The Last Time There Was a Craze About UFOs and Aliens
UFOs are in the news again.
Though they never recede entirely from the headlines—you can always find stories somewhere speculating about spacecraft or sensationalizing optical illusions that look like saucers in the sky—public interest seems to come in waves, cresting every twenty years or so.
This time around, the burst of public interest can be traced to some 120 sightings and videos made by Navy aviators and Air Force pilots over the last two decades. The claims and the footage have been investigated by small programs in the Pentagon; videos collected from various military sources were leaked the press in 2017; by last year congressional curiosity was sufficient to demand the Pentagon produce a report, the classified version of which apparently says that there is no good explanation for these phenomena. An unclassified version of the report is expected to come out later this month.
The whole story has slipped into the realm of infotainment. In April, NBC produced a story on these sightings; then 60 Minutes did its own segment in mid-May, which in turn led to former President Barack Obama being asked about UFOs on The Late Late Show with James Corden. “There’s footage and records of objects in the skies that we don’t know exactly what they are,” Obama said. Cue the media firestorm among broadcast and cable TV, radio, newspapers, and podcasts. “Yes! You guys!” an excited Fox News personality remarked, “Former President Obama is all but confirming the existence of UFOs!” Her co-panelist Juan Williams joked that the arrival of aliens would only be further evidence that a border wall was required—adding that “Americans love this story. This is a story that could bring us together.”
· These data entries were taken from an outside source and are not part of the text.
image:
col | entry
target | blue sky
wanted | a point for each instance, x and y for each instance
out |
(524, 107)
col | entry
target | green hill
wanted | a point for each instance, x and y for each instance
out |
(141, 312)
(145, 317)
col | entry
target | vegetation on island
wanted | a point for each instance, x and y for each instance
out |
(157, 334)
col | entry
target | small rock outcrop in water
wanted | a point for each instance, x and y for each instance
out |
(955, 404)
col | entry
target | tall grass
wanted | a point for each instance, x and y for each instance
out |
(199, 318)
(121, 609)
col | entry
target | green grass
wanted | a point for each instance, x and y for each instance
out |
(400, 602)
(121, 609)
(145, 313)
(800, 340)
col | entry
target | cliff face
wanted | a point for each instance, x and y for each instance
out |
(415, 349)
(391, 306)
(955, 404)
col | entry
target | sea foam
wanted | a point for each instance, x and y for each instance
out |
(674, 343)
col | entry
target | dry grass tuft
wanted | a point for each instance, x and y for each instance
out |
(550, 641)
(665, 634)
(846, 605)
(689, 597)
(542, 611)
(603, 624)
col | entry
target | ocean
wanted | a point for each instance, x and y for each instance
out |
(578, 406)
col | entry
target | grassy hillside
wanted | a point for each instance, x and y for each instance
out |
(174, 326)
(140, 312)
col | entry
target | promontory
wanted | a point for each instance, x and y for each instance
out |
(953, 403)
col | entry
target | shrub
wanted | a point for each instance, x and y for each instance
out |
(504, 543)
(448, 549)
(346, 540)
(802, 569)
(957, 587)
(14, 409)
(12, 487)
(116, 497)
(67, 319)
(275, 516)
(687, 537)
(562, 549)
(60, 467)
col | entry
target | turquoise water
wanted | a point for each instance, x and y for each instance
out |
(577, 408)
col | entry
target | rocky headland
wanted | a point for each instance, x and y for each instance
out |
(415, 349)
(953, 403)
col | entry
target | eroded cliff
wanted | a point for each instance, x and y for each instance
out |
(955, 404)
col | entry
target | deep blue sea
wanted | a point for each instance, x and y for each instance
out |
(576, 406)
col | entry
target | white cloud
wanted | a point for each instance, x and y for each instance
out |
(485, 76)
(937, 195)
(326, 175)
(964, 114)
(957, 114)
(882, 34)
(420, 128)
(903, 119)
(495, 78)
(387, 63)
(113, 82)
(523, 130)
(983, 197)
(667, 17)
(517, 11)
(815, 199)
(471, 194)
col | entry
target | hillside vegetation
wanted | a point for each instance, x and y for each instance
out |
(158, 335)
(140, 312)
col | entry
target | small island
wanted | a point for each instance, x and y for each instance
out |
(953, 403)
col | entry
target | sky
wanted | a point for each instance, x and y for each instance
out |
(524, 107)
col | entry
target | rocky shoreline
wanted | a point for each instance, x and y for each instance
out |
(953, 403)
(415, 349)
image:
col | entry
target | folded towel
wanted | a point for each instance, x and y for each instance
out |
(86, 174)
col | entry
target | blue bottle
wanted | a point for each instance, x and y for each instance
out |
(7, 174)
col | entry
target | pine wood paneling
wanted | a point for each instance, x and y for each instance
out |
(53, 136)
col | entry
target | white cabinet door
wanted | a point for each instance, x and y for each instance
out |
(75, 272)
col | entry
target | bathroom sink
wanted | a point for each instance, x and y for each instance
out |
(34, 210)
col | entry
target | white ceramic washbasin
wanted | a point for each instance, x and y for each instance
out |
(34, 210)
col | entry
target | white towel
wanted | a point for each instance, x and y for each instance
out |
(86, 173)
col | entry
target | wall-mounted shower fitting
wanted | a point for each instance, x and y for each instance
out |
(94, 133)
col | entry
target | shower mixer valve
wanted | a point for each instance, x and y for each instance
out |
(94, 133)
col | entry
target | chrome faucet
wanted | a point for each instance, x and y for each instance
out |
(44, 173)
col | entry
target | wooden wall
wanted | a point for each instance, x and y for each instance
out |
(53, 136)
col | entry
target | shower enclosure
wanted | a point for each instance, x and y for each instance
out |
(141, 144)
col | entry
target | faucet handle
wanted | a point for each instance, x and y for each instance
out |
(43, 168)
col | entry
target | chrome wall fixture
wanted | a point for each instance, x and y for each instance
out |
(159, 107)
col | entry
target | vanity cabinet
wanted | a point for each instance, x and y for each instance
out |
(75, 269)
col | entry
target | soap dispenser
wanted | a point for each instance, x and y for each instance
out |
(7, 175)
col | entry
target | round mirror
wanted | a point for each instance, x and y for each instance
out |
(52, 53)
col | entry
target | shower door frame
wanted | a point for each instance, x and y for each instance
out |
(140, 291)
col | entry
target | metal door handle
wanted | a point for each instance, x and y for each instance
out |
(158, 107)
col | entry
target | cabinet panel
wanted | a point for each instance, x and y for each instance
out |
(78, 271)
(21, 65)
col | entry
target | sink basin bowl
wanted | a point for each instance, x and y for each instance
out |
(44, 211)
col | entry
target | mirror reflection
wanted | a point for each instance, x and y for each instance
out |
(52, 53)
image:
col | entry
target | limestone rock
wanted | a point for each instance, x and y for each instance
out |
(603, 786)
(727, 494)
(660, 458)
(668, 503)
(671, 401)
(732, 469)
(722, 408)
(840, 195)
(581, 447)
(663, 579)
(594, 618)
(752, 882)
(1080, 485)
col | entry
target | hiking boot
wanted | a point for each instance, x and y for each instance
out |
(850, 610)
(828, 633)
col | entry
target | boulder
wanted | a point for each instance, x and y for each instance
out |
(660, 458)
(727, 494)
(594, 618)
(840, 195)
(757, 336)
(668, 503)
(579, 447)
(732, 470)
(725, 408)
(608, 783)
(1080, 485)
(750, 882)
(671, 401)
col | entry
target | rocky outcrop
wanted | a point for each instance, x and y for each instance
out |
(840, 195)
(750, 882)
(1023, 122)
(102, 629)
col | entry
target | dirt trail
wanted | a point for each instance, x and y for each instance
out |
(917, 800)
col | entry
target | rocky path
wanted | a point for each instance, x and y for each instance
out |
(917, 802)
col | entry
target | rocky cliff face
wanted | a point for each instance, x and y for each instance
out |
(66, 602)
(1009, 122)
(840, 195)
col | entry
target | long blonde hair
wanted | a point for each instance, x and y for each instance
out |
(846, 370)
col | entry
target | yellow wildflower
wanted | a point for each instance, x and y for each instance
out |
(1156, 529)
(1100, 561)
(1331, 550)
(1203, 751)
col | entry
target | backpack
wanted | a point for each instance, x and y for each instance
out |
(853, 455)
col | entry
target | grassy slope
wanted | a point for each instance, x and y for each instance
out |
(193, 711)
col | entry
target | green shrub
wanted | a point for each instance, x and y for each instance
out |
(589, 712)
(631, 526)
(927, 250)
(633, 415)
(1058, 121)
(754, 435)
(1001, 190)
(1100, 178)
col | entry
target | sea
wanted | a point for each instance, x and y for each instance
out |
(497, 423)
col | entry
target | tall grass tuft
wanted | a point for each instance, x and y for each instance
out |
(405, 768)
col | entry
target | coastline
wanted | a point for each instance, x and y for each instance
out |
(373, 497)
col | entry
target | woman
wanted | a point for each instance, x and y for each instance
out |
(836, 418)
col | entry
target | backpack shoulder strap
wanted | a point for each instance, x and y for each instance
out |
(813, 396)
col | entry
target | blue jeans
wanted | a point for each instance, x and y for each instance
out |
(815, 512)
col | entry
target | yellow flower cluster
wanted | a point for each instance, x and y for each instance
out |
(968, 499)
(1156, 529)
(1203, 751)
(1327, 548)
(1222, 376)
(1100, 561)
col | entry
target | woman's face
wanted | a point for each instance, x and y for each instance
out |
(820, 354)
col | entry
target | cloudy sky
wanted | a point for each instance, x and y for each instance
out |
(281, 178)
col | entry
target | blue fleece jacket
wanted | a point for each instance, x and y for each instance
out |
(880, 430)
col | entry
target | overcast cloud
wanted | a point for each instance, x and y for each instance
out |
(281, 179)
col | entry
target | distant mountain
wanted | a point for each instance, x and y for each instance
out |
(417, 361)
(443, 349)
There’s no way of knowing how long this particular wave of interest will last—or whether it will rival the last time UFOism was a major part of the American zeitgeist, back in the 1990s.
The ’90s saw a huge wave of pop-culture interest in UFOs and visits from extraterrestrials. One of the leading factors in this alien craze—both a symptom and a cause—was The X-Files, a TV sensation unlike anything before it. At its peak, the show had 20 million viewers tuning in each week to see FBI Special Agents Fox Mulder (David Duchovny) and Dana Scully (Gillian Anderson) deal with unexplained phenomena, possible alien abductions, and shadowy government conspiracies. Meanwhile, aliens-come-to-earth movies were a major draw, featuring such titles as Species (1995), Independence Day (1996), Contact (1997), Men in Black (1997), and The Faculty (1998). Belief in alien involvement in human affairs reached strange new heights, although one of the most infamous statistics of that era—the widely discussed claim, extrapolated from a 1991 Roper survey, that as many as 3.7 million Americans might have been abducted by aliens—tells us less about what the public actually believed than about the strangeness of that intellectual and journalistic moment.